Why USD slumps while EUR and GBP jump

Both the euro and the pound sterling have skyrocketed to one-year highs after it became known that US inflation sharply slowed down last month, giving new hope that the Federal Reserve will soon be able to end the most aggressive monetary tightening in decades. Such prospects are bearish for the US dollar.

According to the report, the consumer price index rose only by 3% last month from a year ago. The CPI edged up by 0.2% in June on month. All this turned out to be much lower than economists' forecasts. The core CPI, excluding food and energy prices, grew by 0.2% from the previous month. In annual terms, prices increased by only 4.8%, the lowest rate since the end of 2021.

Despite all this, the figures are still well above the Fed's target level. Against this backdrop, Treasury yields plummeted, stocks went up, and the US dollar fell against the euro and the British pound. Chances of another Fed rate hike after the July meeting have dropped sharply below 50%.

As noted in the report, a key reason for the overall slowdown is that the latest data is compared to June 2022, when soaring energy prices pushed inflation up to a four-decade high. Today, investors will get to know producer prices, so let's see what changes await us there. The report also highlights the progress in bringing down inflationary pressure. These dynamics for us as traders are much more important than the indicators themselves, as we make decisions based on them. But, as I noted above, price pressure is still well above the Fed's target. This will assure Fed's policymakers to go ahead raising interest rates at the meeting on July 25-26.

Now officials have all the data at their disposal, from retail sales and the labor market to headline and core consumer price index. Producer price data will also be released today. On the basis of this data, I will build my forecast regarding the future of monetary policy. Importantly, the forecast will most likely be revised not in favor of the US dollar.

The report also showed that the key services category, excluding housing and energy, which Fed officials closely monitor when assessing inflation's path, changed little in June from the previous month. Compared to last year, the CPI slowed to 4%, which is also the smallest increase since the end of 2021. While energy prices rose, including gasoline and electricity, used cars fell in price for the first time in three months. Housing spending, which is the largest component of services and accounts for about a third of the overall consumer price index, rose by 0.4%. Fed officials are also worried about commodity prices, which were a disinflationary factor last year but have shown signs of strengthening in recent months. With the exception of food and energy, commodity prices fell for the first time in 2023.

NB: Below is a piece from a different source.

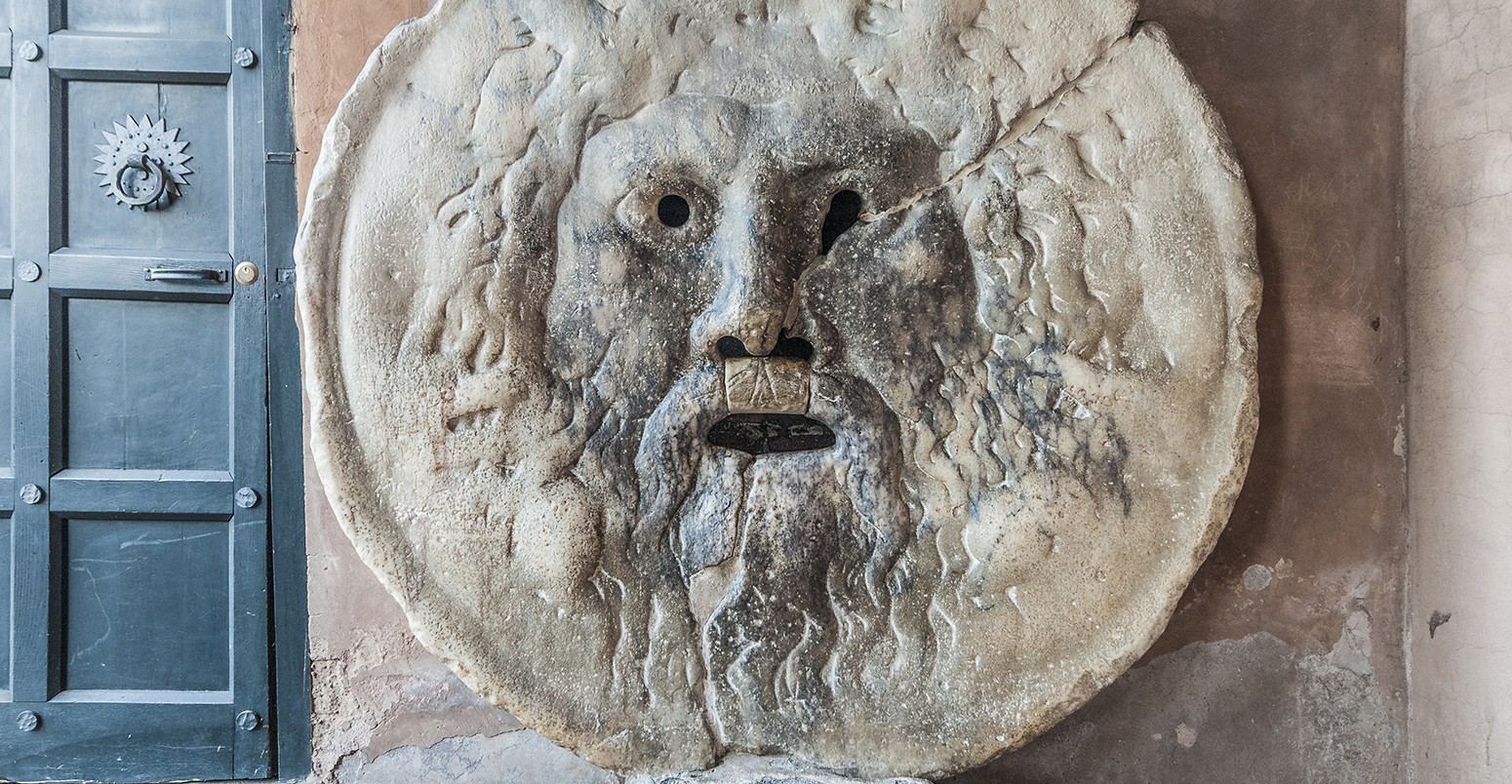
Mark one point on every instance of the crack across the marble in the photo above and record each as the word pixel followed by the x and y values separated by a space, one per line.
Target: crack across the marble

In any case, waning inflationary pressure is clearly boosting the demand for risky assets, as the likelihood of a softer approach from the Federal Reserve intersects with the hawkish policies of the European Central Bank and the Bank of England, bringing an advantage to the euro and the British pound.

As for the technical picture of EUR/USD, if the buyers want to maintain control, they need to climb above 1.1175 and consolidate there. This will allow getting out to 1.1230. Already from this level, it is possible to climb to 1.1270, but it will be quite problematic to do it without strong statistics on the eurozone. In case the trading instrument goes down, I expect some serious actions on the part of large buyers only in the area of 1.1130. If no one is there, it would be a good idea to wait for the 1.1090 low to add more long positions or go long from 1.1060.

Let's discuss the technical picture of GBP/USD. The demand for the pound remains quite strong, which indicates that the bull market is underway. We will be able to bet on GBP's growth after the bulls take control over 1.3040 as the break of this level will reinforce hopes for a further recovery to the area of 1.3070, after which it will be possible to talk about a sharper upward move of the pound to the area of 1.3100. If GBP/USD falls, the bears will try to take control over 1.2990. If they succeed, a break of this range would hurt the bulls' positions and push GBP/USD down to a low of 1.2945. A lower fall to 1.2900 will follow.